第五話 先輩はお見通し その1 悪夢の始まり
五月三日金曜日朝九時二十九分。
集合場所であるいつもの理科実験準備室に入る。
「これで全員揃いましたね。それでは移動します」
花梨先輩がそう宣言。
「それではそちらの扉を開けて下さい」
えっ?
開いてみると向こう側が廊下では無い!
眩しいくらいの日差しが照りつける屋外だ。
出てみると何処かの駐車場という感じの場所だった。
横にいかにも元ペンションらしい若干ファンシーな建物がある。
次元魔法で強引に理科実験準備室と他の場所と直結したようだ。
相変わらず花梨先輩の次元魔法はとんでもない。
「それではご自分の部屋に荷物を置いて、十時に再集合です。再集合の場所は一階の食堂になりますので宜しくお願いします」
パンフレットを見る限り、私は一人部屋だ。
まあ他は女子だから当然の配慮と言えよう。
ただこの合宿、顧問の先生も付かないし不安だらけだ。
まずは部屋に移動。
女性陣と狭い階段や廊下でくっつくのは避けたいので短距離移動魔法で移動する。
遠視魔法を起動。二階の二〇八号室を探す。
確認して部屋の玄関に移動。靴を脱いで部屋へ。
入った瞬間嫌な予感がした。
部屋そのものは悪くない。和室六畳と広くは無いが窓も大きい角部屋だ。
ただ問題は一方の壁。壁というか全面が襖になっている。
多分これ、広げると隣の部屋と一体化する奴だ。確認する気は無いけれど。
隣の部屋の奴が余計な事をしないように祈りつつ荷物を置いて一休み。
女子がいない空間は気楽でいい。このまま集合ぎりぎりまで仮眠しよう。
そう思った時、襖の向こうにガヤガヤという気配を感じた。
どうやら隣の部屋に女子が入ってきたらしい。
「五人で十畳か。
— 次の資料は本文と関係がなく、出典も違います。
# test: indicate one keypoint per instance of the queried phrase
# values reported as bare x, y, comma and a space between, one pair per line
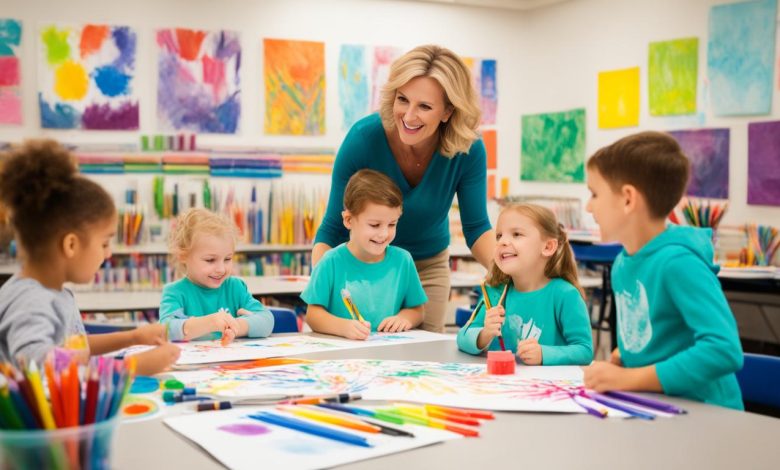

ちょっと狭いな」
「ねえ、ここの襖を開けたらもっと部屋が広くなるんじゃない?」
これは天敵ポニテの声! おい馬鹿やめろ!
『固化レベルⅢ!』
とっさに襖に魔法をかける。
「あれ、開かないよ」
よしよしと思った時だ。
「魔法固定されているね。そんな訳で魔法解除!」
うっ! 解除されてしまった。
勢いよく襖が開け放たれる。
「これで広くなったな」
「あ、遙だ。やっほー」
ポニテに固化(中)をかけられる。
正確には寝ている上に馬乗りにされたのだ。
最近はこれくらいやられても何とか呼吸は出来るようになった。
己の進歩がとっても悲しい。
「六人で十六畳か。これならだいぶましかな。窓が多くて明るいし」
極悪非道女がそんな事を言う。
ちなみに隣の部屋の面子はポニテ、ツインテ、極悪非道女、赤塚さん、勝田さん。
壁とラスボスがいなくてましだと思うべきだろうか。
ポニテと極悪非道女だけでもう勘弁してくれ状態なのだけれど
『こら! 男女同室なんてあり得ないだろ!』
固化しているので魔法音声で抗議。
「でも遙だけ一人で六畳使うの、ずるいじゃない!」
これはポニテの言い分だ。
「私達は気にしないから大丈夫だ」
勝田さん、あなたも異常を認めるのですか。
「仕方無いから我慢してあげる」
極悪非道女! 我慢しないでいいから部屋を元に戻せ!
「採決を取ります。部屋はこの状態のままにするべきだと思う人は挙手!」
ツインテがそんな事を言う。
私以外の全員が手を挙げた。
なんと赤塚さんまで手を挙げている。
ブルータス、お前もか!
シーザーの気持ちが良く分かった気がした。
「あきらめようね、遙」
ポニテが死刑宣告。
あああ……
ところでこの時の私は気づかなかった。
紅莉栖先輩が使った魔法解除呪文の発音が私のフィルメディ式とほぼ同じ事に。
安住の部屋を奪われた事でそれどころではなかったのだ。